September 12th, 2007 at 11:51 am
I spent some time yesterday (more than I would have liked) arguing with someone via e-mail about the September 11 memorials and what he thought of as their fetishizing of grief. “Enough already” was his basic premise, adding that the victims and families probably didn’t deserve all (or any) of the compensation money they’d been given.
I argued that there were a lot of factors that went into that compensation — even *if*, as he seemed to think, greed was one of them — and, on that day of all days, the anniversary of their loss, I wasn’t going to deny anyone their genuine grief. I don’t like the way the memorials are co-opted by politicians to score easy points, while at the same time doing everything to actually make us less safe. But I’m not going to get angry or upset because a family wants to light a candle or a fire company wants to read off the names of its fallen members.
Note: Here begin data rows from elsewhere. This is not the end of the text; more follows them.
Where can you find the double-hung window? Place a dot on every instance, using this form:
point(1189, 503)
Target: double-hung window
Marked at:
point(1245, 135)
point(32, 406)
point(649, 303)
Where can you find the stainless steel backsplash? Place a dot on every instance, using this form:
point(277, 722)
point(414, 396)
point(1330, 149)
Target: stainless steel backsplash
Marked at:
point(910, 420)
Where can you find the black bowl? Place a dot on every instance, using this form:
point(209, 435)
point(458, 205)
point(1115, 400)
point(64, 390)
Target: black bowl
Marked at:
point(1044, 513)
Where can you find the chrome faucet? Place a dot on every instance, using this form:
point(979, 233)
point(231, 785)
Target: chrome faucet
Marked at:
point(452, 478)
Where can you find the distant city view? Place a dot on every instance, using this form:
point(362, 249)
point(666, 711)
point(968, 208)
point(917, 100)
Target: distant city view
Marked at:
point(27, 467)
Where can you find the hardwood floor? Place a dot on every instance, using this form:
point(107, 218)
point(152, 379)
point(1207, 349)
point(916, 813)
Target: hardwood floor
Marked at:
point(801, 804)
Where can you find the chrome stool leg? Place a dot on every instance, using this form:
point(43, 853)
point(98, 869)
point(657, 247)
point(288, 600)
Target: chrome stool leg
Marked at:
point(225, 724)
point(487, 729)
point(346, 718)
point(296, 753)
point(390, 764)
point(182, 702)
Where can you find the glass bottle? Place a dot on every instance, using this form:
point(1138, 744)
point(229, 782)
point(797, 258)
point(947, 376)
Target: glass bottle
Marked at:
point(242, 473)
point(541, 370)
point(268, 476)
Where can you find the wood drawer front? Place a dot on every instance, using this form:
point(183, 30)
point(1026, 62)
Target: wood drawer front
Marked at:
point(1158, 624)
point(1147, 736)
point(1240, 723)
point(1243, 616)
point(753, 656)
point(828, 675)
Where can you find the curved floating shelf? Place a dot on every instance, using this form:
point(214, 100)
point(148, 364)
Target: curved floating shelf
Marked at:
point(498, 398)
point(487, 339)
At the same time, however, anger that some people are *not* doing this — that Google isn’t properly commemorating the event, for instance — is ridiculous.
That said, are you sure this isn’t just a bad joke?
September 12th, 2007 at 11:59 am
Our government and our own religious extremists want to preserve the fear and the anger. If we were less angry and less afraid of the terrorists, we might turn a light of reason and truth on this administration and its army of god. Then we would all see what harm they have done to us as a democracy.
We would also see that with their lies and by their ill-conceived and poorly managed prosecution of the Iraq war they have emboldened the terrorists, increased their numbers, and given them rhetoric and weapons to use against us. I stand amazed at the docility of Democrats in government who received a clear mandate in 2006 to do something about this stupidity.
September 12th, 2007 at 12:22 pm
[...] September 12 (Thudfactor) For six years we have been trying to persevere, to protect what is American, to live our lives like citizens who own their own government. But this administration has spent six years explaining that terrorists changed everything when they flew planes into the World Trade Center and the Pentagon. And that America couldn’t be America any more. [...]
September 12th, 2007 at 12:24 pm
Amen.
September 12th, 2007 at 2:24 pm
There was an interesting conversation at work yesterday. My boss (B)looked out the window at the rain and commented that it wouldn’t be a good day to be at the beach.
Coworker (C) was horrified: Why would anyone go to the beach on 9/11?
B: If we made every day that something terrible had happened into a memorial, they would fill up the whole calendar.
C: Today should be a holiday. My calendar says it’s “Patriot Day.”
Me (glancing at my calendar): Mine says that too. I hadn’t noticed.
B: Patriot Day?? (rolling eyes)
Now here is the interesting aspect of this - C is not an American citizen and B is usually an ultra-conservative. I would have expected their views on this to be swapped.
September 12th, 2007 at 7:34 pm
In my classroom today, I managed to turn “Patriot Day” into a lesson about why they need to learn history. I pointed out that things that happen in the past still affect us today, and that’s why you need to be aware of them. I pointed out the change in airport travel, war in Iraq, passport changes, etc. The principal did his 30 minute ramble about it, and we had to watch a powerpoint with the images from NYC and DC. Most of my students were in Kindergarten when this happened. So most of them could care less, unless they had a relative directly involved. I didn’t focus on the anger; I focused on the changes wrought by the event.
September 13th, 2007 at 8:31 pm
I’m over it for exactly the reasons you state. I’ve suffered for my opinion too which I shared aloud at my beauty parlor. I brought down the wrath of an old lady in the form of a formidable whack with her handbag.